Alaska444, the cases you are talking about are 1) Peruta v. San Diego and 2) Richards v. Prieto (was Sykes v. McGuiness). Both of these cases are at the 9th Circuit. Peruta orals are on or about Nov. 1, 2011.

In Peruta, the Judge explicitly knocked down the CC argument as she opined that Unloaded Open Carry (UOC - a uniquely CA term) was sufficient.

In Richards, the Judge reiterated the Peruta decision.

What is interesting in Richards, is that they were due to respond to the defendants, last Friday (Oct. 7th). At the last minute, the Judge agreed to an extension until today (Oct 10th), because of Bill AB144. Their response was to have been tailored by what the Governor did with that bill.

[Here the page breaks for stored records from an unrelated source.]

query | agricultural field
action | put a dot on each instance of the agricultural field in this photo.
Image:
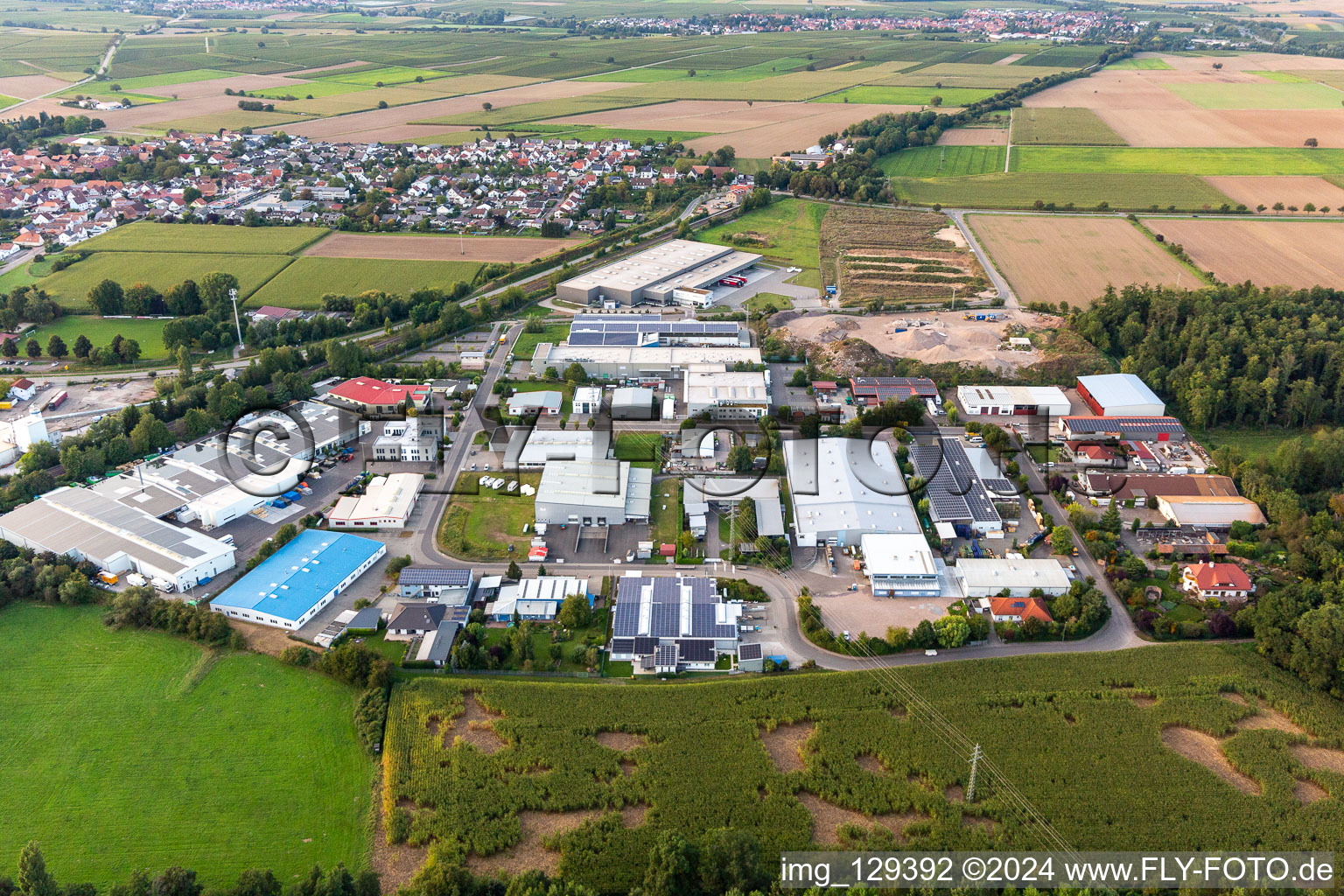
(162, 270)
(1062, 127)
(890, 254)
(215, 760)
(785, 231)
(481, 522)
(70, 326)
(944, 161)
(1101, 251)
(1268, 253)
(150, 236)
(835, 760)
(449, 248)
(304, 283)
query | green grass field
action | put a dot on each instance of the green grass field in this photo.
(792, 225)
(944, 161)
(1151, 160)
(150, 236)
(162, 270)
(140, 750)
(1020, 190)
(1071, 127)
(304, 283)
(101, 332)
(909, 95)
(1301, 94)
(710, 757)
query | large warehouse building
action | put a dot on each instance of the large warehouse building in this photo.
(1118, 396)
(844, 488)
(1012, 401)
(90, 526)
(295, 584)
(593, 494)
(654, 274)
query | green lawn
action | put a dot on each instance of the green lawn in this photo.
(101, 332)
(944, 161)
(152, 236)
(133, 750)
(163, 270)
(1071, 127)
(1303, 94)
(304, 283)
(1179, 160)
(909, 95)
(1019, 190)
(527, 343)
(790, 225)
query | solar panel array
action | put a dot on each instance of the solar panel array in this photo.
(955, 491)
(626, 331)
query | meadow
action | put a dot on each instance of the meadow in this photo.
(1020, 190)
(840, 760)
(101, 332)
(142, 751)
(1179, 160)
(304, 283)
(150, 236)
(1071, 127)
(162, 270)
(944, 161)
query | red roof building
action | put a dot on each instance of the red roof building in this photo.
(375, 396)
(1219, 580)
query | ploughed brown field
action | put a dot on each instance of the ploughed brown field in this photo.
(1073, 260)
(451, 248)
(1268, 253)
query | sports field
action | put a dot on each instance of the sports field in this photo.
(140, 750)
(1268, 253)
(944, 161)
(792, 760)
(1101, 251)
(304, 283)
(101, 332)
(150, 236)
(162, 270)
(1062, 128)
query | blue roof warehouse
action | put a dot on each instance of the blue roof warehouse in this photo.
(290, 587)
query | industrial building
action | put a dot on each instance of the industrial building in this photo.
(877, 389)
(533, 448)
(682, 617)
(368, 396)
(634, 403)
(436, 584)
(656, 274)
(1208, 512)
(1013, 401)
(987, 578)
(727, 396)
(1118, 396)
(652, 363)
(295, 584)
(386, 504)
(900, 564)
(651, 329)
(1140, 429)
(701, 494)
(844, 488)
(536, 599)
(593, 494)
(955, 486)
(90, 526)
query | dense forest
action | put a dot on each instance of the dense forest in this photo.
(1228, 355)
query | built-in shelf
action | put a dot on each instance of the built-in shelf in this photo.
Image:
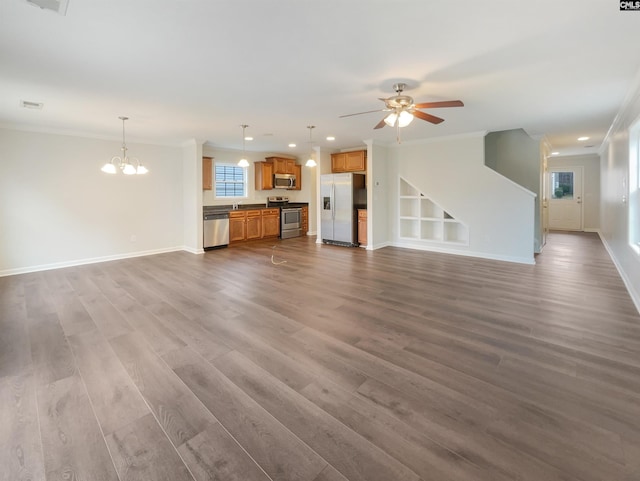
(424, 220)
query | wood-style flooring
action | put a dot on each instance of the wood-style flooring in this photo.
(325, 364)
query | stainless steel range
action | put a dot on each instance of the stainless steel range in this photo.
(290, 217)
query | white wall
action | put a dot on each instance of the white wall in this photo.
(591, 185)
(192, 196)
(614, 209)
(451, 172)
(379, 182)
(57, 207)
(306, 194)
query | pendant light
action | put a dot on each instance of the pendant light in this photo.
(311, 162)
(126, 165)
(243, 161)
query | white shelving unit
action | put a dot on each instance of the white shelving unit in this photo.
(422, 219)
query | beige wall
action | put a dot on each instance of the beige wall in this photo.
(57, 208)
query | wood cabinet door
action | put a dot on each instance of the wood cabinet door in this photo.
(254, 225)
(304, 220)
(279, 165)
(338, 162)
(270, 225)
(362, 227)
(297, 170)
(263, 175)
(290, 166)
(355, 161)
(237, 229)
(207, 173)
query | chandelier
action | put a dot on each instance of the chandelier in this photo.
(125, 164)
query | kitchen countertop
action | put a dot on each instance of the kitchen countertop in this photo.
(229, 207)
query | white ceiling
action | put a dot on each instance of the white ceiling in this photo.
(184, 69)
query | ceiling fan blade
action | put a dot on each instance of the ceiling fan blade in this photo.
(428, 117)
(435, 105)
(380, 124)
(360, 113)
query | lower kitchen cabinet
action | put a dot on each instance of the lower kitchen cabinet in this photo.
(270, 223)
(362, 227)
(237, 226)
(253, 224)
(304, 220)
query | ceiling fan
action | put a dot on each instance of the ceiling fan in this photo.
(402, 110)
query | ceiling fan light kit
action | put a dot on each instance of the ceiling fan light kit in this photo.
(403, 110)
(125, 163)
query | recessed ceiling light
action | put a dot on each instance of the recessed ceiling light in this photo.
(57, 6)
(31, 105)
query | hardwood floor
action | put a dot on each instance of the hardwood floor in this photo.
(336, 364)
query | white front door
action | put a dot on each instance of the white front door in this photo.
(565, 198)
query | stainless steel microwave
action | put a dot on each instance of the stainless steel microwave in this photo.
(284, 181)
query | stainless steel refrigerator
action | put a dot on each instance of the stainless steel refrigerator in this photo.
(340, 196)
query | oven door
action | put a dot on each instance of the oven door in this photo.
(290, 223)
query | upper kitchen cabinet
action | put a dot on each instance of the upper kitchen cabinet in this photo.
(297, 170)
(264, 175)
(355, 161)
(207, 173)
(276, 165)
(282, 165)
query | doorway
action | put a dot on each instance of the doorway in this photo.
(565, 198)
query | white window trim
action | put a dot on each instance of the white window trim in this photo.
(245, 181)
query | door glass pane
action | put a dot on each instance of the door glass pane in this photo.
(562, 185)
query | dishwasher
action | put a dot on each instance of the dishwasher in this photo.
(216, 229)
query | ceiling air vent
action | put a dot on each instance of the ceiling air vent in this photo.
(57, 6)
(31, 105)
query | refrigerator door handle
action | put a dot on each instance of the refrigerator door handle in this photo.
(333, 201)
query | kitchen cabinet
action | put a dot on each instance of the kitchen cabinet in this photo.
(237, 226)
(362, 227)
(254, 224)
(297, 170)
(207, 173)
(270, 223)
(355, 161)
(282, 165)
(304, 220)
(263, 175)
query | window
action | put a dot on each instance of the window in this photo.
(562, 185)
(231, 181)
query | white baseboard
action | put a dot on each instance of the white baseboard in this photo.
(635, 295)
(480, 255)
(191, 250)
(91, 260)
(379, 245)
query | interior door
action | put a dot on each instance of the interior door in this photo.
(565, 198)
(545, 201)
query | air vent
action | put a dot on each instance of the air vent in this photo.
(57, 6)
(31, 105)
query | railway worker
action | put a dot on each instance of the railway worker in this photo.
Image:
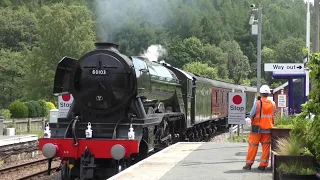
(261, 129)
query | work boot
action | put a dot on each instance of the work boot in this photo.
(261, 168)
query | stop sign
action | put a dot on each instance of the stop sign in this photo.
(236, 108)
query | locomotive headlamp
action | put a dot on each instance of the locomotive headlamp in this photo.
(49, 150)
(117, 152)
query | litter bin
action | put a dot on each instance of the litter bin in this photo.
(1, 125)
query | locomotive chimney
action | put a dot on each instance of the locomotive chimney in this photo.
(106, 45)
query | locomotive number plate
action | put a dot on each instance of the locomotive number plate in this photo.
(98, 72)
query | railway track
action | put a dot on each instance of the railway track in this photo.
(39, 174)
(28, 166)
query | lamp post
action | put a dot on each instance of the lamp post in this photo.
(256, 30)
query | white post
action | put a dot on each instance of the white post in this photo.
(231, 132)
(308, 47)
(308, 27)
(281, 107)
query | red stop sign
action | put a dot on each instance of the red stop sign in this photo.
(66, 97)
(237, 99)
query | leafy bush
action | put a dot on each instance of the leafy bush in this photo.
(37, 108)
(18, 110)
(31, 109)
(312, 105)
(44, 109)
(296, 168)
(5, 113)
(291, 146)
(301, 129)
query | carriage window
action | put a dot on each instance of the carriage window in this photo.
(216, 97)
(222, 97)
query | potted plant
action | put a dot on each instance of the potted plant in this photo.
(294, 170)
(291, 149)
(283, 126)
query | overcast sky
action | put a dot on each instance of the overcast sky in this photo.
(309, 1)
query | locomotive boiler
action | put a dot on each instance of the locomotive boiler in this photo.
(126, 107)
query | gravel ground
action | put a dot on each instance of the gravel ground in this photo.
(36, 157)
(27, 171)
(221, 138)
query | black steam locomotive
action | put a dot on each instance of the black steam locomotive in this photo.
(126, 107)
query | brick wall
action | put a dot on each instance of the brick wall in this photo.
(26, 125)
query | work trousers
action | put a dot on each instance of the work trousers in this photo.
(254, 139)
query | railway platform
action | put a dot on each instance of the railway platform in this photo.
(10, 140)
(189, 161)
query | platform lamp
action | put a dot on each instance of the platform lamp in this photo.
(256, 26)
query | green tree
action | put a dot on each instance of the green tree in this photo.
(17, 28)
(238, 64)
(11, 76)
(289, 50)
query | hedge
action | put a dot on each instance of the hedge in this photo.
(5, 113)
(30, 109)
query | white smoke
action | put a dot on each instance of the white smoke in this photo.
(154, 52)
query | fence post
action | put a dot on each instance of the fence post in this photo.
(29, 125)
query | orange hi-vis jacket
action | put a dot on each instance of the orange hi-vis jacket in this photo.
(267, 114)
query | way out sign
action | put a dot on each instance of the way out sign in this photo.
(282, 101)
(237, 108)
(64, 102)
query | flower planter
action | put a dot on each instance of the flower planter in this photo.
(297, 177)
(308, 161)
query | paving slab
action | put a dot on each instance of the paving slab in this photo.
(189, 161)
(9, 140)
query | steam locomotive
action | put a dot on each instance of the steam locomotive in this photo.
(127, 107)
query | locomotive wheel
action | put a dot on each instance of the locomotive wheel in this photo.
(66, 173)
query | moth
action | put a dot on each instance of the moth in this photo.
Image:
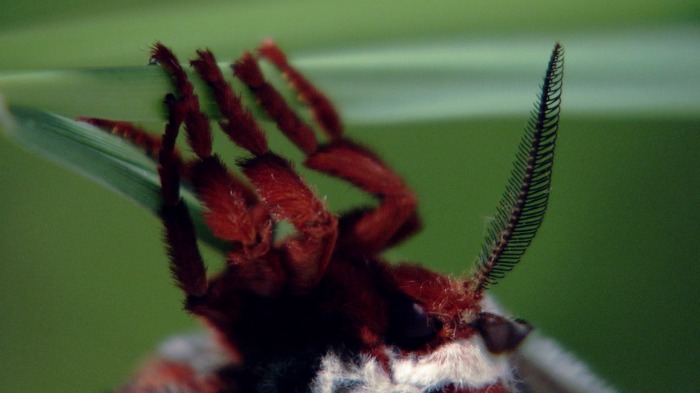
(319, 310)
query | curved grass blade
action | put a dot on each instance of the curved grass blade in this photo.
(524, 202)
(417, 81)
(105, 158)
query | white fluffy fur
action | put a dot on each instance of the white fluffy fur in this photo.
(465, 363)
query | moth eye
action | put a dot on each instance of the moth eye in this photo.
(410, 326)
(501, 334)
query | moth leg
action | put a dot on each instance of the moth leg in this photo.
(233, 211)
(306, 254)
(365, 231)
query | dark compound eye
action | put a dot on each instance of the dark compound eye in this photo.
(410, 325)
(501, 334)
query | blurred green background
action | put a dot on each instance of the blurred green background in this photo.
(613, 275)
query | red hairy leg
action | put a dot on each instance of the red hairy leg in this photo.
(321, 107)
(367, 231)
(233, 211)
(307, 254)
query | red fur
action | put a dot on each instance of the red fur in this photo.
(248, 71)
(322, 109)
(373, 230)
(240, 125)
(322, 288)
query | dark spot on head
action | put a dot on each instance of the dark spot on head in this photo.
(501, 334)
(410, 326)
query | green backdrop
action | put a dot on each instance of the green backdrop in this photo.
(84, 288)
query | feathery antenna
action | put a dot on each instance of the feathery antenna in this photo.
(524, 202)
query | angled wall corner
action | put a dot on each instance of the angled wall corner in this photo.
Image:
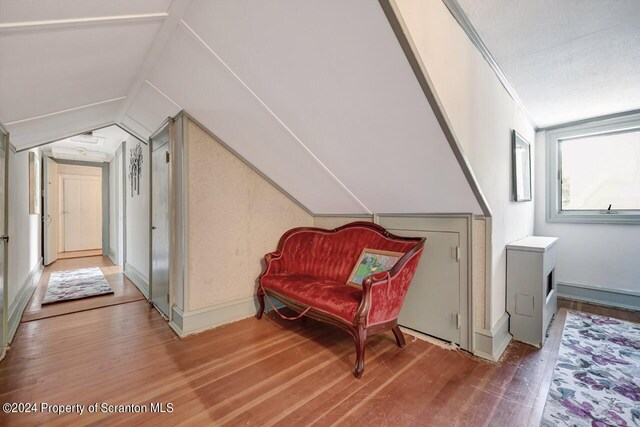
(477, 115)
(412, 52)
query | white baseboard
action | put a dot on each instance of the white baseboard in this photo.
(492, 344)
(138, 279)
(112, 256)
(197, 321)
(22, 299)
(194, 322)
(621, 298)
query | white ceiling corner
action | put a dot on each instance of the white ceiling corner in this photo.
(317, 95)
(568, 60)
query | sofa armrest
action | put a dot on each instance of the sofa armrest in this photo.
(273, 263)
(383, 293)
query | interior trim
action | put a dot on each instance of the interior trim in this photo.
(80, 107)
(78, 21)
(621, 298)
(463, 20)
(137, 279)
(606, 117)
(22, 299)
(406, 43)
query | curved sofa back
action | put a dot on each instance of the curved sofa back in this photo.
(332, 254)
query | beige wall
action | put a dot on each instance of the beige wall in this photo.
(235, 217)
(479, 274)
(482, 115)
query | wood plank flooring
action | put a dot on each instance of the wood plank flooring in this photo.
(267, 372)
(123, 289)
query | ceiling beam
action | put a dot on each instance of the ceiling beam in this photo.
(15, 122)
(80, 21)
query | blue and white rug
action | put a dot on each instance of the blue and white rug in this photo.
(596, 381)
(76, 284)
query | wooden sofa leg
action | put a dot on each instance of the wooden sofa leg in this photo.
(399, 336)
(360, 339)
(260, 296)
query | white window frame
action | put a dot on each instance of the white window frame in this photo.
(554, 195)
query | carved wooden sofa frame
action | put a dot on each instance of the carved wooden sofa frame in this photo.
(375, 288)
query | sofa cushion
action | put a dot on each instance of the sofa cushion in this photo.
(323, 253)
(326, 295)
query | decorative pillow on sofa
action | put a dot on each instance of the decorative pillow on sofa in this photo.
(372, 261)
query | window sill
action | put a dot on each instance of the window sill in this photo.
(594, 218)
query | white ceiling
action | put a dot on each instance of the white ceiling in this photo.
(317, 95)
(566, 59)
(109, 139)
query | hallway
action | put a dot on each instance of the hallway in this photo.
(124, 290)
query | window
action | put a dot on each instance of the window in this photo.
(594, 172)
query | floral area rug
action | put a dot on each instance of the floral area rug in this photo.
(596, 381)
(76, 284)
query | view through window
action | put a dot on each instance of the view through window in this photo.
(601, 171)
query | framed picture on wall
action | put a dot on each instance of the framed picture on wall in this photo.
(34, 184)
(372, 261)
(521, 162)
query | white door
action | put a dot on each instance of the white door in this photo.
(82, 204)
(51, 210)
(436, 303)
(160, 220)
(433, 301)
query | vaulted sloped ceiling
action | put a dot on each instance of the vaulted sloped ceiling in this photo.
(317, 95)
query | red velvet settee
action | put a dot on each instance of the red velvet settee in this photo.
(309, 271)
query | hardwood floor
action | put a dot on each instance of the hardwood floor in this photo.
(123, 289)
(267, 372)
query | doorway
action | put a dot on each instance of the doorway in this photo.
(81, 222)
(160, 241)
(438, 301)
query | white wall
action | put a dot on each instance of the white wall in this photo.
(603, 255)
(24, 229)
(120, 194)
(137, 211)
(113, 233)
(482, 115)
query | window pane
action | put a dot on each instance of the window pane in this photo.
(599, 171)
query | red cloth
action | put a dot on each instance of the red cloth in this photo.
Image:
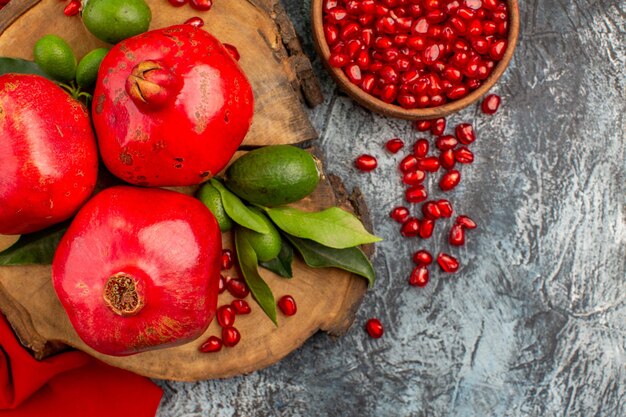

As of about 5 minutes ago, that response was not up on the 9th Circuit PACER account. So I guess we wait (those of us interested in reading this kind of stuff) until either Gene Hoffman, at CalGuns, posts it or it gets posted to PACER.

As for the Peruta case, I'm sure someone is crafting a FRAP 28J letter to supplement their briefings.
 
Thanks Al, I thought I had heard that was the reasoning in the Peruta case in San Diego. It will be interesting to see if anything changes, but it appears to take away that reasoning altogether.